I zone out while Steve talks about how important he used to be, and subtly turn an eye to the hallway. I can see the keypad clearly. All I need is for someone to use it.

“I could sell anyone a mystery,” says Steve. “It didn’t matter what they came in for, I could send them out with a mystery.”

“Why do you think that was?”

“They always want to know how it ends.”

Devon walks past me toward the nurses’ office. He stops and chats with the lady by the computer. Just use the gate! He says something too low for me to hear. She laughs. I flex my arm: open, close, open, close.

“What were some of your responsibilities in the bookstore, Steve?” asks Linda.

“I did everything,” he says. “I had to do everything because nobody else ever did anything.”

“Did you help open the store?”

“No, the manager did that before I got there.”

The nurse by the computer says something else, and it’s Devon’s turn to laugh. He waves good-bye and reaches for the keypad. 6. 8. 5. Another nurse joins him, blocking my view.

“Michael?”

I spin my head around, my heart beating rapidly. Linda and the patients are looking at me. Do they know what I was looking at? Do they know what I’m doing?

“Did you have a job before you came here, Michael?”

“Um, yeah,” I say. I try to soothe my nerves and pull myself together. I nod. “I worked in a bakery. Mueller’s Bakery, the place with the coal oven.”

“I’ve never eaten there,” says Linda, “but it sounds delicious. What did you do there?”

I hear the gate click; Devon’s already through, and I missed the numbers. I click my teeth a few times. “I helped load and unload stuff, like bags of flour and trays of bread and stuff like that. Mr. Mueller did everything by hand—all the mixing and the kneading and everything, like in the old days.
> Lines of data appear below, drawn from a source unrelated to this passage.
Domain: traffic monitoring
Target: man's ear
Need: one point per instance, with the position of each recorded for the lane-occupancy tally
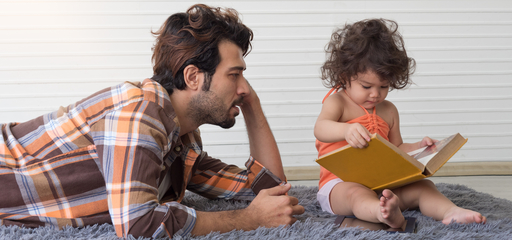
(193, 77)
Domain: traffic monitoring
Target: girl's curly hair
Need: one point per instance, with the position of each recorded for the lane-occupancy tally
(372, 44)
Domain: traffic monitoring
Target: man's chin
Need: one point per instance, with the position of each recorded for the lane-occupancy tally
(227, 124)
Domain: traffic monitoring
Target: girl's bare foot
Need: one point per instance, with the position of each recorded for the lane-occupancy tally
(390, 213)
(462, 215)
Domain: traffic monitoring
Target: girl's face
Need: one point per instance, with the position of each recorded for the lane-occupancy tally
(367, 89)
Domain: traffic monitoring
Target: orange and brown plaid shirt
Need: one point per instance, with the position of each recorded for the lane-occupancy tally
(114, 157)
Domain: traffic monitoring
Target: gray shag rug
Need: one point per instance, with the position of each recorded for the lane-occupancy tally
(315, 224)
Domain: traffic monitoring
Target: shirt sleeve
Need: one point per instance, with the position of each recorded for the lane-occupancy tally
(131, 143)
(213, 178)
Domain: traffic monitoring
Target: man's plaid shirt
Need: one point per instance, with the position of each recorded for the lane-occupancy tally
(114, 157)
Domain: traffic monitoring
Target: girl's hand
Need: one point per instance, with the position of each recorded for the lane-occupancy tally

No machines at all.”

“It sounds like you had a lot of work to do, then,” says the doctor. “What was your favorite part?”

“Don’t answer that,” says a voice. “You don’t have to tell them anything without a warrant.” I look around, but it doesn’t look like any of the other patients said anything. I flex my arm.

Why am I flexing my arm?

“I wish I’d worked in a bread store,” says Steve. “I hated that bookstore.”

“Please be respectful, Steve,” says Linda. “It’s Michael’s turn to talk.”

I look back at the gate. There’s nobody there. I glance the other way and see another orderly walking toward us from the back rooms. Is he coming to us, or to the gate?

I turn back to Linda. “My favorite part was the heat.” I try to drag it out—to tell her everything I can about the bakery so that she can’t ask any more questions until I’m done, and nothing can distract me from the keypad. “I know that sounds weird, but I liked it.” I nod. “It was hot and dry, like a cave in the desert, and you could just sit there and enjoy it, the heat and the smell of yeast, and pretend you were a lizard hiding under a rock. Maybe a dinosaur.” The orderly walks past us to the gate; I turn my head just far enough to see the keypad, and try to make it look like I’m staring into nothing. “I used to stand in the back, in the red dark by the ovens, and listen to the sound of the walls popping as the heat pressed out against them.” 6. 8. “I’d pretend I was in a balloon, filling up with hot air, and eventually I’d just float away.” 5. His arm moves and I miss the last number—a 1? Maybe a 2? It had to be one of those. 6851. Or 2. If I enter the wrong code, will it set off an alarm?